Population aging and the increase of chronic conditions incidence and prevalence produce a higher risk of hospitalization or death. This is particularly high for patients with multimorbidity leading to a great consumption of resources. Identifying as soon as possible high-risk patients becomes an important challenge to improve health care service provision and to reduce costs. Nowadays, population health management, based on intelligent models, can be used to assess the risk and identify these “complex” patients. The aim of this study is to validate machine learning algorithms (Naïve Bayes, Cart, C5.0, Conditional Inference Tree, Random Forest, Artificial Neural Network and LASSO) to predict the risk of hospitalization or death starting from administrative and socio-economic data. The study involved the residents in the Local Health Unit of Central Tuscany
The source of the data used as input for the algorithms was the mARSupio database of the Agenzia Regionale Sanità (ARS), in Florence, Tuscany, Italy. Here, patients’ privacy is protected, since personal data are hidden and each patient is identified by the IDUNI (a univocal identification code of 24 characters). Data in mARSupio are collected from the principal informative flows coming from the Tuscany Regional Health Services and from the national ISTAT census on the resident population:
data coming from the hospitals (i.e. diagnoses and procedures), from the outpatients (i.e. assistive, diagnostic and rehabilitation performances), from the pharmacies (e.g. prescribed drugs, etc.), data regarding the exemptions (both for income or diagnosis) and data coming from the last census (2011). Usually these administrative flows are almost complete because Regional Health System covers the expenses, subjected to code reporting.

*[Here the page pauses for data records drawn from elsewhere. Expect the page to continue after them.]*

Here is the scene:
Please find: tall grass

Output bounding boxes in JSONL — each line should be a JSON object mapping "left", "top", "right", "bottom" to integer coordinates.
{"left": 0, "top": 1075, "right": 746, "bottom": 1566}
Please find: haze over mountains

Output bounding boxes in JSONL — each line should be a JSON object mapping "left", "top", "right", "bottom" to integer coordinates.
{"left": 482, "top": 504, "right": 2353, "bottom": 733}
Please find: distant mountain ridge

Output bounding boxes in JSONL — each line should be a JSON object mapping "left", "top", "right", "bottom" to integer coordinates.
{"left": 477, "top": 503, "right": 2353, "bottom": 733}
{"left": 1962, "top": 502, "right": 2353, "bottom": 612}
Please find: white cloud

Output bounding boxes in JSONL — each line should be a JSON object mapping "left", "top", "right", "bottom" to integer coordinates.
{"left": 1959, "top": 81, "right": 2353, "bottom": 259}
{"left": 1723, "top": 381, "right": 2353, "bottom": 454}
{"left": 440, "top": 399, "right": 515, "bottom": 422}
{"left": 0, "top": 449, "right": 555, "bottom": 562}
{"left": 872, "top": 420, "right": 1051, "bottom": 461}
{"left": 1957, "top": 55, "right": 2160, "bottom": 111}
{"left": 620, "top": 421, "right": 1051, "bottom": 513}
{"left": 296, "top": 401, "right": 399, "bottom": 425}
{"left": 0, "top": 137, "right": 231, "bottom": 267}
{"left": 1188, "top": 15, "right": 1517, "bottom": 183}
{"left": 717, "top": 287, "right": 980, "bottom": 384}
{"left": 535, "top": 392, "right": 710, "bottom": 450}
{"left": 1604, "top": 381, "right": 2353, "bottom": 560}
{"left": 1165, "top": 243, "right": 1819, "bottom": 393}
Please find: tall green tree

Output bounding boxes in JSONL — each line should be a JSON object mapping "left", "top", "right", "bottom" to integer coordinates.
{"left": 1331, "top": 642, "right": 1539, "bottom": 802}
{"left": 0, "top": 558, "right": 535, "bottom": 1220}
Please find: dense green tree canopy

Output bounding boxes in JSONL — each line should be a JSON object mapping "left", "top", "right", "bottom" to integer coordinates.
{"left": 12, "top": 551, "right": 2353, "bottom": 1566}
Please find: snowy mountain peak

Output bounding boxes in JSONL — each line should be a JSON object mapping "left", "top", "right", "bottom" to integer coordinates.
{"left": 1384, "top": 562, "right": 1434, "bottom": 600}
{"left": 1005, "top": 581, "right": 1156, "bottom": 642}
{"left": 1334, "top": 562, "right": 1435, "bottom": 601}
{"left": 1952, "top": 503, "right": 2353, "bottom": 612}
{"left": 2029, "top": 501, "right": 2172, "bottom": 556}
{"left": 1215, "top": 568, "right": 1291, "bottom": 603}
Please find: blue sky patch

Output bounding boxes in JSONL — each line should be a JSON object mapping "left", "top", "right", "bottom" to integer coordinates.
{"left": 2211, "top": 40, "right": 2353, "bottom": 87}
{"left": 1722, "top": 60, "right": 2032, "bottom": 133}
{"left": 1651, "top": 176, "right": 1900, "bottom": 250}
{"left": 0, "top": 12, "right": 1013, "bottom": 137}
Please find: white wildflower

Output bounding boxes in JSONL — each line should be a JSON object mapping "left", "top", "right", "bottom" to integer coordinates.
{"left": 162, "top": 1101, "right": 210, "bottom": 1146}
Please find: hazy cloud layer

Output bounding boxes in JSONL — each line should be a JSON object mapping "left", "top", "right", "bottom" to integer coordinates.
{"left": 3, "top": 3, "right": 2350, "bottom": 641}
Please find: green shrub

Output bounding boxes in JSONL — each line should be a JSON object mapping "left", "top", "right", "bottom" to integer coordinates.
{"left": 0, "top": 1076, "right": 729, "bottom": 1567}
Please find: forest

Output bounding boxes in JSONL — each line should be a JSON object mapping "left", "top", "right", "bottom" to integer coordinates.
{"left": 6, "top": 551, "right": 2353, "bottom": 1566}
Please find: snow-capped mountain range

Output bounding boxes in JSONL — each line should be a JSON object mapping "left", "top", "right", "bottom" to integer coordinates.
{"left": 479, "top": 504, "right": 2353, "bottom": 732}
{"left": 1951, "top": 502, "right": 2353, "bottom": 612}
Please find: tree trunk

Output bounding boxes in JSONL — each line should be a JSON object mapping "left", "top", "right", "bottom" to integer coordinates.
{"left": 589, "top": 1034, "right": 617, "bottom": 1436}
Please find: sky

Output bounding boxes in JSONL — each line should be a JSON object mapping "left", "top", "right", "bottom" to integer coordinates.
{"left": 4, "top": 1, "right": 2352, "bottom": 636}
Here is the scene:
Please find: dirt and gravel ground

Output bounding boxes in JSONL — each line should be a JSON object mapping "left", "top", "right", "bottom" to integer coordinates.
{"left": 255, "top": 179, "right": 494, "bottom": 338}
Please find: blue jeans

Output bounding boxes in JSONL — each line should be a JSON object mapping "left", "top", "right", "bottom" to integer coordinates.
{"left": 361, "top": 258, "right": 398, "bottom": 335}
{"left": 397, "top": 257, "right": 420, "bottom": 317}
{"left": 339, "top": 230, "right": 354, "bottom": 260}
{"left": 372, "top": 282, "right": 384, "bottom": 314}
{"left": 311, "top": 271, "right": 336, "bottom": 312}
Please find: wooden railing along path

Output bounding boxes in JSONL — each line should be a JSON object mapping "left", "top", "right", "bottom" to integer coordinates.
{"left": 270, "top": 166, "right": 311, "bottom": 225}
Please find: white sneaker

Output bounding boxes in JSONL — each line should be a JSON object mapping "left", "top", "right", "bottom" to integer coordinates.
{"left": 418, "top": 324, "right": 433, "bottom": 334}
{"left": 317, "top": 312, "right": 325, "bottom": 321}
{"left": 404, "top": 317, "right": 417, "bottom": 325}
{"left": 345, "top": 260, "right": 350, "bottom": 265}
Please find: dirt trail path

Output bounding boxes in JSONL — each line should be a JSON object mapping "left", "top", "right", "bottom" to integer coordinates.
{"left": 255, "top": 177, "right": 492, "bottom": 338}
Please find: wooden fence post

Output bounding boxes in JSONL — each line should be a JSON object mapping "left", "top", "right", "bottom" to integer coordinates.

The whole dataset was split into the training set (70%) and the test set (30%). Therefore, the training set had 1070801 samples, while the test set was composed by 458913 samples. Since the initial dataset was very unbalanced towards the negative output class ‘G’ (positive class ‘B’ occurred in less than the 1.5% of the samples), the training set was balanced taking one random sample every twenty samples belonging to the ‘G’ group.
At the end of this process, the training rows were reduced to 67978, where the positive samples were the 22.36% of the total ones (TABLE I). On the contrary, the test set was not modified, in order to evaluate the performances on a real sample of the Tuscan population
Population health management can be very useful to identify the target patients. It is intended as a risk assessment process for defining patients’ cohorts and stratifying members by the risk of preventable hospitalizations in order to deliver specific treatment programs according to the individual needs, with the final aim of improving the health outcomes. Such a process is based on big data analysis techniques.
There are several institutions and companies which are studying and testing models to support the GPs in selecting patients for specific care programs or to predict the risk of hospitalization or death. The existing models are based on different approaches, from statistics to machine learning, and they use administrative and/or socio-economic data. Statistical models are the most used so far.
First, to assess the performances of some machine learning algorithms: Naïve Bayes , decision trees such as CART, C5.0 and Conditional Inference Tree , Random Forest , Artificial Neural Network and LASSO , the same used in the literature , to predict avoidable hospital admissions or death and to identify the involved patients.
Secondly, to select the subset of the most important features to be considered for the patient identification, to increase the speed of the analysis of the population. The final goal will be to develop a first level screening tool to identify high-risk patients, the ones that the GPs should monitor with specific treatment programs, in order to reduce the hospitalization rate and/or postpone death
Population is getting older and the number of people suffering from multiple chronic conditions is increasing. For GPs and healthcare providers in general, it becomes crucial to identify as soon as possible the complex patients to treat them with specific program of care, in order to reduce or postpone hospitalizations or death. A possible solution to support this selection process is the development of population health management tools based on machine learning methods.
This paper presents the performance evaluation of several machine learning algorithms to solve the binary classification problem of identifying high-risk patients in the population, by analyzing different sources of administrative and socio-economic data. Among the tested algorithms, the best models in terms of PPR and F1-Score result to be Random Forest and LASSO. These models outperform the methods currently used in Tuscany region for the identification of high-risk patients (6 vs 39 for the PPR metrics). The main limitation of this approach is a quite high number of false positives. This does not represent an issue since these tools are considered for a first level of screening, and the resulting list of patients is expected to be further analyzed by the GPs to extract the final list of patients to be enrolled in dedicated treatment programs.